Clarke A, Judge A, Herbert A, McPherson K, Bridgman S, Maresh M, Overton C, Altman D
Public Health and Policy Research Unit, Barts and the London Queen Mary's School of Medicine and Dentistry, University of London, London, UK.
Qual Saf Health Care. 2005 Feb;14(1):41-7. doi: 10.1136/qshc.2004.010926.
To investigate the readmission experience of a large national prospective cohort of women up to 5 years after undergoing either transcervical resection of the endometrium (TCRE) or hysterectomy to assess reasons for readmission and whether TCRE can be viewed as a definitive substitute for hysterectomy.

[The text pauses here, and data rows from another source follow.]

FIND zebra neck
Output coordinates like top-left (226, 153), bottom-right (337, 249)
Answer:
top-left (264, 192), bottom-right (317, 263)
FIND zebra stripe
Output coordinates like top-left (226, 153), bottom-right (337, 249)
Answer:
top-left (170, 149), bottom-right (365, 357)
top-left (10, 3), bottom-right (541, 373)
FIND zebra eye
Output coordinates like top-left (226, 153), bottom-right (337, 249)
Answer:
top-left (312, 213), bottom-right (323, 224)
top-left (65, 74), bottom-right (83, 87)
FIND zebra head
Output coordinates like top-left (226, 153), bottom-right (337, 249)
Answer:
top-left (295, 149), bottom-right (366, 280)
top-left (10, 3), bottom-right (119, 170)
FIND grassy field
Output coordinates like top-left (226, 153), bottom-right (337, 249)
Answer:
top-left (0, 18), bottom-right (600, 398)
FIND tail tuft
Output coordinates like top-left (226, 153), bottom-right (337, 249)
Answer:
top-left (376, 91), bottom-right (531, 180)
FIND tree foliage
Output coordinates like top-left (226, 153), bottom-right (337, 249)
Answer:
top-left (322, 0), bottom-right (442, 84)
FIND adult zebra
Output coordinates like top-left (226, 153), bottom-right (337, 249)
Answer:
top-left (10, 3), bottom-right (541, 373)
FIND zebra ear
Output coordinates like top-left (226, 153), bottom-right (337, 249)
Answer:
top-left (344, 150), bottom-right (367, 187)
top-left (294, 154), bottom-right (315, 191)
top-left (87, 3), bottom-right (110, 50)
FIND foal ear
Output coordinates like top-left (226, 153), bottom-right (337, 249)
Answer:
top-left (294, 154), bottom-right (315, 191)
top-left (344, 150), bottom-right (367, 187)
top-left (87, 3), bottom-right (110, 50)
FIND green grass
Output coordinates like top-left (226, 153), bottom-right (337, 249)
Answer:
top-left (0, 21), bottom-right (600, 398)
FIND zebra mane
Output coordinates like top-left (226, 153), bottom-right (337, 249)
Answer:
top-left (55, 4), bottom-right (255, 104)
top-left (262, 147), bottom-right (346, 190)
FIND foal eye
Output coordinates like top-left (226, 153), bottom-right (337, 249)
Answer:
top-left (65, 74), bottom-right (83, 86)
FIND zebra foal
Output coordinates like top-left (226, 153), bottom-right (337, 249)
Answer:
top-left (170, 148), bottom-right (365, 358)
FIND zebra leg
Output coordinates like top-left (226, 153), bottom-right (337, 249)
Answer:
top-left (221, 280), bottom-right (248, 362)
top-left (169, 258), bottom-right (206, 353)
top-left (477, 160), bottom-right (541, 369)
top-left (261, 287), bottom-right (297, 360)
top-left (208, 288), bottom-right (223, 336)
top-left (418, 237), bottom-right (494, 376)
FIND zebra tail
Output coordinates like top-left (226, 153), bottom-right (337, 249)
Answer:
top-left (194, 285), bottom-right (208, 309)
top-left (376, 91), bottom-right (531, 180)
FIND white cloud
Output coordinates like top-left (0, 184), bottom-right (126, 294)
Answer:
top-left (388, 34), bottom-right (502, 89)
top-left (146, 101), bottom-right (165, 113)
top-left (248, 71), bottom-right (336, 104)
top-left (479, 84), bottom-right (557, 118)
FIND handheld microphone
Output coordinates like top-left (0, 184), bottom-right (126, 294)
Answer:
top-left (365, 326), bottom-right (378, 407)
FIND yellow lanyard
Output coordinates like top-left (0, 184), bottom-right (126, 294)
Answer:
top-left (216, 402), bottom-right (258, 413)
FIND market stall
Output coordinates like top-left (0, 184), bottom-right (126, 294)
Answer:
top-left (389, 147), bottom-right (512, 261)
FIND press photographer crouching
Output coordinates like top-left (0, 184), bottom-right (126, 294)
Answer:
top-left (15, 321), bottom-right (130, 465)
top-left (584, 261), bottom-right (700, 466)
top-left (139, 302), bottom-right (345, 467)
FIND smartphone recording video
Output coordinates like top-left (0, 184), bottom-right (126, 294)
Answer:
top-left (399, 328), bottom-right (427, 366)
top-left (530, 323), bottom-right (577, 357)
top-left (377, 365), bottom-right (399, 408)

Data are from the VALUE/MISTLETOE prospective national cohort studies of hysterectomy and TCRE respectively. 5294 women who underwent hysterectomy for dysfunctional uterine bleeding in 1994/5 and 4032 women who underwent TCRE in 1993/4 and who responded to postal questionnaires were included. Surgeons gathered operative details. Women completed postal follow up questionnaires at 3 and 5 years after surgery asking about readmission to hospital and reasons for readmission. Adjusted proportional hazard ratios were calculated for likelihood of readmission in each category comparing types of surgery.
41.7% of women undergoing hysterectomy and 44.6% of women undergoing TCRE experienced one or more readmissions to hospital overall within 5 years (adjusted hazard ratio for all readmissions (AHR) 0.87 (95% confidence interval (CI) 0.80 to 0.95)). 12.6% of hysterectomy patients and 30.3% of TCRE patients were readmitted for gynaecological reasons (AHR 0.40 (95% CI 0.33 to 0.48)). Rates of readmission for gynaecological reasons were similar up to 6 months but were markedly reduced for hysterectomy compared with TCRE patients towards the end of the follow up period (AHR for readmission at 3-5 years 0.28 (95% CI 0.20 to 0.39)).
There are differences in the pattern of readmission to hospital after hysterectomy and TCRE for dysfunctional uterine bleeding. Women undergoing a hysterectomy are less likely to be readmitted to hospital up to 5 years after their operation overall, and are significantly less likely to be readmitted for reasons related to their operation, particularly for gynaecological reasons. Hysterectomy appears to be a more definitive operation. The different options for surgery for dysfunctional uterine bleeding are not interchangeable; they represent different patterns of care. Information should be available to women and practitioners to inform choices between these options.
调查一个大型全国性前瞻性队列中接受子宫内膜切除术(TCRE)或子宫切除术的女性长达5年的再次入院经历,以评估再次入院的原因,以及TCRE是否可被视为子宫切除术的确定性替代方案。
数据分别来自VALUE/MISTLETOE关于子宫切除术和TCRE的全国性前瞻性队列研究。纳入了1994/1995年因功能失调性子宫出血接受子宫切除术的5294名女性,以及1993/1994年接受TCRE且回复邮寄问卷的4032名女性。外科医生收集手术细节。女性在术后3年和5年完成邮寄随访问卷,询问再次入院情况及再次入院原因。计算了比较手术类型的各类别再次入院可能性的调整比例风险比。
总体而言,接受子宫切除术的女性中有41.7%,接受TCRE的女性中有44.6%在5年内经历了一次或多次再次入院(所有再次入院的调整风险比(AHR)为0.87(95%置信区间(CI)为0.80至0.95))。12.6%的子宫切除患者和30.3%的TCRE患者因妇科原因再次入院(AHR为0.40(95%CI为0.33至0.48))。在6个月内,因妇科原因的再次入院率相似,但在随访期结束时,与TCRE患者相比,子宫切除患者的再次入院率显著降低(3至5年再次入院的AHR为0.28(95%CI为0.20至0.39))。
因功能失调性子宫出血接受子宫切除术和TCRE后,再次入院模式存在差异。总体而言,接受子宫切除术的女性在术后5年内再次入院的可能性较小,且因与手术相关原因再次入院的可能性显著较小,尤其是因妇科原因。子宫切除术似乎是一种更具确定性的手术。功能失调性子宫出血的不同手术选择不可互换;它们代表了不同的护理模式。应向女性和从业者提供信息,以帮助他们在这些选择之间做出决策。